Tetrahedral rotations in the alkaline-earth metal orthovanadates

The alkaline-earth metal orthovanadate ${\mathrm{Sr}}_{3}{({\mathrm{VO}}_{4})}_{2}$ with the palmierite structure is reported to host a dielectric anomaly as well as a structural phase transition above the room temperature. With ${\mathrm{V}}^{5+}$ ions and tetrahedral oxygen coordination, the crystal structure of this compound is not studied in detail from first principles yet.

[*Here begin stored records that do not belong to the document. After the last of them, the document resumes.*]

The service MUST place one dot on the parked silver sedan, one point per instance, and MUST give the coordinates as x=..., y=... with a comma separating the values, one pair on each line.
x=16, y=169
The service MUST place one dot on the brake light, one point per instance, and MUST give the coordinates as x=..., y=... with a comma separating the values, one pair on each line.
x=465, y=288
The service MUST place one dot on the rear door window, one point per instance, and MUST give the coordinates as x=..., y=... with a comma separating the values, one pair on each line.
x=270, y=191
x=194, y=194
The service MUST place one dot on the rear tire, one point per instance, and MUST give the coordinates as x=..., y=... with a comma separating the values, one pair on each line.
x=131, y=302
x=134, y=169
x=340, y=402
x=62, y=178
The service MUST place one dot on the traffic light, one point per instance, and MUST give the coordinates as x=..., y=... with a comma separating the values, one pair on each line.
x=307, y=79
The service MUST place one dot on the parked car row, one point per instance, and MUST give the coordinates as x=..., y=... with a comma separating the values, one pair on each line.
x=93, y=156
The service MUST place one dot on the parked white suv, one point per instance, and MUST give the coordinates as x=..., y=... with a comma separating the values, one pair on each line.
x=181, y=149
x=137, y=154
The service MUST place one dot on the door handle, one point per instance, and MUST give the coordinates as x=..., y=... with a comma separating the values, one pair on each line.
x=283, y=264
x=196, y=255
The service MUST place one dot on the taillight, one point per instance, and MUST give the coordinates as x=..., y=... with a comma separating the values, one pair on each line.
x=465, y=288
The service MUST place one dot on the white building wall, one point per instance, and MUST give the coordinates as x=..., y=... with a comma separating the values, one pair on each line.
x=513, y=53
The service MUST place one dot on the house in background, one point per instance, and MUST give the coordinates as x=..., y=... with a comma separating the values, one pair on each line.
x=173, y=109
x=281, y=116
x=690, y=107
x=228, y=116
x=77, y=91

In this work, we perform a detailed analysis of the crystal structure and instabilities of ${M}_{3}{({\mathrm{VO}}_{4})}_{2}$ ($M=\text{Ca,}\phantom{\rule{4.pt}{0ex}}\text{Sr,}\phantom{\rule{4.pt}{0ex}}\text{Ba}$) orthovanadates with the palmierite structure using first-principles density functional theory. We find that as the ${M}^{2+}$ cation size decreases, a significant structural distortion that changes the symmetry from $R\overline{3}m$ to $C2/c$ emerges. This change is accompanied with a rotation of the oxygen tetrahedra. Our calculations also indicate that the polar instability in these compounds is suppressed by these tetrahedral rotations.